This reminds me in grad school, when Raghu said that in the future, instead of saying “I took a sample of size n from a normal distribution” or whatever, he’d say “I took a bootstrap of size n . . .” and it would sound so much cooler.

The short answer is that I don’t think there’s any clear difference between bootstrapping and posterior simulation. It’s just a matter of emphasis. When you’re doing a parametric bootstrap, you’re simulating replicated data from a fitted model, and the next step would be to simulate parameters from the uncertainty in that model, i.e., the posterior distribution. In bootstrapping the assumption is that you can construct a reasonable point estimate.

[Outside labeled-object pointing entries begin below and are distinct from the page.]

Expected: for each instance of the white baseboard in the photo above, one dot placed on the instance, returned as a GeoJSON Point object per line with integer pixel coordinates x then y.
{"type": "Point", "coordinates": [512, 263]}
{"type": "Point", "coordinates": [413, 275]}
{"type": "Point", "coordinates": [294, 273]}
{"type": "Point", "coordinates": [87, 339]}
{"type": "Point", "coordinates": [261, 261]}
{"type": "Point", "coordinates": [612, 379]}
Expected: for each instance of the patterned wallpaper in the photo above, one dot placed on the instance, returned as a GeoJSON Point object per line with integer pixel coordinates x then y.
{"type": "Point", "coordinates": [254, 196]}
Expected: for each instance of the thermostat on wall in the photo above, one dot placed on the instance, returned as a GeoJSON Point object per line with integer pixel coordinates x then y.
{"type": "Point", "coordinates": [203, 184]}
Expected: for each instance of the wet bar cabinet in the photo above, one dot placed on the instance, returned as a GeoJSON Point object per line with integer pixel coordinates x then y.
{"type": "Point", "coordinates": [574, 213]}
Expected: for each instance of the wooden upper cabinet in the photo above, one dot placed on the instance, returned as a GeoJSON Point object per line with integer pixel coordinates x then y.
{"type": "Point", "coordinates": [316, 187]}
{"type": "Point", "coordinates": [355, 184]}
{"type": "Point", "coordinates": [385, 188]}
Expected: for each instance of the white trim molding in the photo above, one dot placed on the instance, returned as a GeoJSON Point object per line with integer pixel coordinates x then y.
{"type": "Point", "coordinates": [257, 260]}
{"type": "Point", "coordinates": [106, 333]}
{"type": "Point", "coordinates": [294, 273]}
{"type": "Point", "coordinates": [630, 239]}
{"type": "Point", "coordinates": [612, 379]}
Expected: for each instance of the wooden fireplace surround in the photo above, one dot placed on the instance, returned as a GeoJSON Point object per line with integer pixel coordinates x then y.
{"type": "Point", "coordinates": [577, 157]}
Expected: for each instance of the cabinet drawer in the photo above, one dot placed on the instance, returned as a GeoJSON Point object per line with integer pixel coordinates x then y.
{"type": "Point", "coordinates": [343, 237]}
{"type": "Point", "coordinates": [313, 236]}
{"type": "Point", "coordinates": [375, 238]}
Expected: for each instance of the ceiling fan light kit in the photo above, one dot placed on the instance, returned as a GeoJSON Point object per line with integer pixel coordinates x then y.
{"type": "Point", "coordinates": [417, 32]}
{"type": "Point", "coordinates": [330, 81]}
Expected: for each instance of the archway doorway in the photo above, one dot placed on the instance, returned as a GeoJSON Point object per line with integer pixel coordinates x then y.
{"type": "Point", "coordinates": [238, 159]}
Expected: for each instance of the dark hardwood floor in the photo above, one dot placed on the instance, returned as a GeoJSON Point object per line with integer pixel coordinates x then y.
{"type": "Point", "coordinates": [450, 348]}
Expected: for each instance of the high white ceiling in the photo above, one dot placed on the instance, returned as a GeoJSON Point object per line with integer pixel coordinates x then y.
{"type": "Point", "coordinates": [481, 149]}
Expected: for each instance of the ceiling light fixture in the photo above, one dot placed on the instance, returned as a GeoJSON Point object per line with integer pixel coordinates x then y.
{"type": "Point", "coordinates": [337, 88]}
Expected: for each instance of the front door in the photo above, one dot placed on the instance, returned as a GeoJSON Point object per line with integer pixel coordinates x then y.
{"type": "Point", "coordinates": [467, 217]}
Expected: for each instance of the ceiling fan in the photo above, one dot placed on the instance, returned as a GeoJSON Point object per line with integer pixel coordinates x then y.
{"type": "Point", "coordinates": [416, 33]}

I’ve used bootstrapping on occasion in my own work. In my thesis on positron emission tomography, I bootstrapped on the Poisson distribution of cell counts in order to estimate a variance component from measurement error: see my 1991 paper (with Alpert et al.) in the Journal of Cerebral Blood Flow and Metabolism). And, with Alessandra Casella et al., I bootstrapped votes in a study of student elections. I think there are a couple more examples that I can’t recall right now.

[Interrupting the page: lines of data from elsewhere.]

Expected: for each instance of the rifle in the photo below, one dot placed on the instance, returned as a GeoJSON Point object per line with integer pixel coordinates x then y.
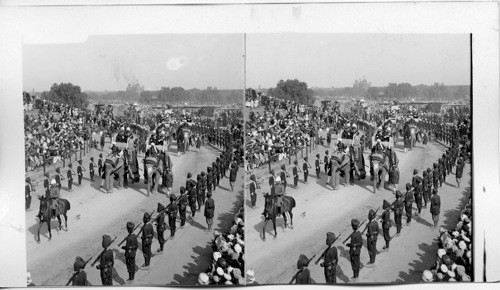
{"type": "Point", "coordinates": [296, 274]}
{"type": "Point", "coordinates": [74, 275]}
{"type": "Point", "coordinates": [368, 224]}
{"type": "Point", "coordinates": [324, 252]}
{"type": "Point", "coordinates": [129, 234]}
{"type": "Point", "coordinates": [352, 233]}
{"type": "Point", "coordinates": [142, 229]}
{"type": "Point", "coordinates": [98, 257]}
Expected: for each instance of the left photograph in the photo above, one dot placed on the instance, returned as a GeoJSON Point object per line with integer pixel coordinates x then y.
{"type": "Point", "coordinates": [133, 157]}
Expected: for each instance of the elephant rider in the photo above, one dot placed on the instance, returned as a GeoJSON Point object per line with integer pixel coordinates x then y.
{"type": "Point", "coordinates": [277, 193]}
{"type": "Point", "coordinates": [378, 148]}
{"type": "Point", "coordinates": [54, 196]}
{"type": "Point", "coordinates": [153, 151]}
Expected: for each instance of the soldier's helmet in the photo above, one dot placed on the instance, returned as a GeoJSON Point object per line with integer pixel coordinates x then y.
{"type": "Point", "coordinates": [354, 224]}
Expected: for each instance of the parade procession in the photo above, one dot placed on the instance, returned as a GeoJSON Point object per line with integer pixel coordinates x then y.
{"type": "Point", "coordinates": [285, 173]}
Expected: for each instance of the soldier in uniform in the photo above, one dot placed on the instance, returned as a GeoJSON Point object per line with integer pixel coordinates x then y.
{"type": "Point", "coordinates": [199, 191]}
{"type": "Point", "coordinates": [371, 237]}
{"type": "Point", "coordinates": [70, 174]}
{"type": "Point", "coordinates": [330, 260]}
{"type": "Point", "coordinates": [130, 248]}
{"type": "Point", "coordinates": [172, 215]}
{"type": "Point", "coordinates": [182, 204]}
{"type": "Point", "coordinates": [46, 184]}
{"type": "Point", "coordinates": [435, 207]}
{"type": "Point", "coordinates": [304, 275]}
{"type": "Point", "coordinates": [253, 187]}
{"type": "Point", "coordinates": [27, 193]}
{"type": "Point", "coordinates": [435, 175]}
{"type": "Point", "coordinates": [58, 177]}
{"type": "Point", "coordinates": [79, 171]}
{"type": "Point", "coordinates": [326, 160]}
{"type": "Point", "coordinates": [355, 249]}
{"type": "Point", "coordinates": [305, 168]}
{"type": "Point", "coordinates": [295, 172]}
{"type": "Point", "coordinates": [91, 168]}
{"type": "Point", "coordinates": [209, 179]}
{"type": "Point", "coordinates": [317, 163]}
{"type": "Point", "coordinates": [191, 192]}
{"type": "Point", "coordinates": [169, 180]}
{"type": "Point", "coordinates": [386, 224]}
{"type": "Point", "coordinates": [106, 262]}
{"type": "Point", "coordinates": [209, 211]}
{"type": "Point", "coordinates": [147, 239]}
{"type": "Point", "coordinates": [418, 191]}
{"type": "Point", "coordinates": [271, 178]}
{"type": "Point", "coordinates": [232, 176]}
{"type": "Point", "coordinates": [283, 175]}
{"type": "Point", "coordinates": [100, 164]}
{"type": "Point", "coordinates": [160, 226]}
{"type": "Point", "coordinates": [54, 193]}
{"type": "Point", "coordinates": [80, 276]}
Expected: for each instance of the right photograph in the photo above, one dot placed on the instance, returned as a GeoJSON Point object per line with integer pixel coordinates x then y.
{"type": "Point", "coordinates": [358, 158]}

3 thoughts on “A bootstrap by another name

  1. > and it would sound so much cooler
    Maybe cooler but less distinctive.

    The distinctiveness of the bootstrap is in taking the sample distribution (discrete) as if it was the (marginal) population distribution.

    Then to get the distribution of any sample based estimate for any given sample size, one needs only the distribution of the possible sample draws (paths). This is not practical, nor is a sampling these without replacement, but the bootstrap produces a sampling of these paths with replacement (which is except for really small samples is just as good).

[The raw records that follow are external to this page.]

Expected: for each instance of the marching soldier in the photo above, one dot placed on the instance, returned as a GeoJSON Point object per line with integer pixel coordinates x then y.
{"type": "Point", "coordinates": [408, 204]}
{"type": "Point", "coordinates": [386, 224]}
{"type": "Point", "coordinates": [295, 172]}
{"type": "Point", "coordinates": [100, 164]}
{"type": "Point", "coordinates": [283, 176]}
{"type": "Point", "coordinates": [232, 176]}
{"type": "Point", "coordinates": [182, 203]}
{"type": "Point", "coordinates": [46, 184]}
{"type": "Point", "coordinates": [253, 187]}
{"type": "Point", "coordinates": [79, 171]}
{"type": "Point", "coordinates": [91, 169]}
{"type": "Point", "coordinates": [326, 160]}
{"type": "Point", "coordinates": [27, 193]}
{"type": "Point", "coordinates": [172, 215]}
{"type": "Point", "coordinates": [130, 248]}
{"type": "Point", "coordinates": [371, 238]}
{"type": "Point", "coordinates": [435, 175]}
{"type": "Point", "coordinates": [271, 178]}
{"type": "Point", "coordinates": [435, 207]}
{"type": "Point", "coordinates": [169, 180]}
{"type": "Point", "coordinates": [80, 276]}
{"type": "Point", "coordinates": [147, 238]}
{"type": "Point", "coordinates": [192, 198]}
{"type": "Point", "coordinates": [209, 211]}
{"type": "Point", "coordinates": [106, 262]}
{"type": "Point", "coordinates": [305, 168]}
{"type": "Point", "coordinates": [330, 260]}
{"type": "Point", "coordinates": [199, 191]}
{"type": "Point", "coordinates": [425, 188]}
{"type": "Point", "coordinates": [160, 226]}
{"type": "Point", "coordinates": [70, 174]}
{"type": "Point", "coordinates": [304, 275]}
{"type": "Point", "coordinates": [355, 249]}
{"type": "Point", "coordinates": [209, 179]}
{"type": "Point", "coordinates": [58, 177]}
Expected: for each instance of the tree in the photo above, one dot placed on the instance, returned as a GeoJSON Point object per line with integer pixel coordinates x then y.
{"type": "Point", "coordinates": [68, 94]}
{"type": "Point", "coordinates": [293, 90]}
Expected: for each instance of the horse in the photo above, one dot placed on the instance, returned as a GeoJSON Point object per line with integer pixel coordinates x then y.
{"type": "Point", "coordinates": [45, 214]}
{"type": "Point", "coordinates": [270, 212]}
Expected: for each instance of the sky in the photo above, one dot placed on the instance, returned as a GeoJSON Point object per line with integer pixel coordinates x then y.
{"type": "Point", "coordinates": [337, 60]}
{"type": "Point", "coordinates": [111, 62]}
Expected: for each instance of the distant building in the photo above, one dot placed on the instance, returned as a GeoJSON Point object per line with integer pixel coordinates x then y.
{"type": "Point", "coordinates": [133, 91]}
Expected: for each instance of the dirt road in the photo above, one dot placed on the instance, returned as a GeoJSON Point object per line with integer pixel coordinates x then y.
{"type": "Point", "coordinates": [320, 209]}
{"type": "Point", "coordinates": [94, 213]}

    But the taking the sample as the population rather than assuming some population (possibly with estimated parameters) – is I believe – a difference worthy of being noted as a difference.

    Keith

  2. On second thought – I need to change what is in the brackets in my last statment posted.

    But the taking the sample as the population rather than assuming some known population (WITHOUT estimating any parameters) – is I believe – a difference worthy of being noted as a difference.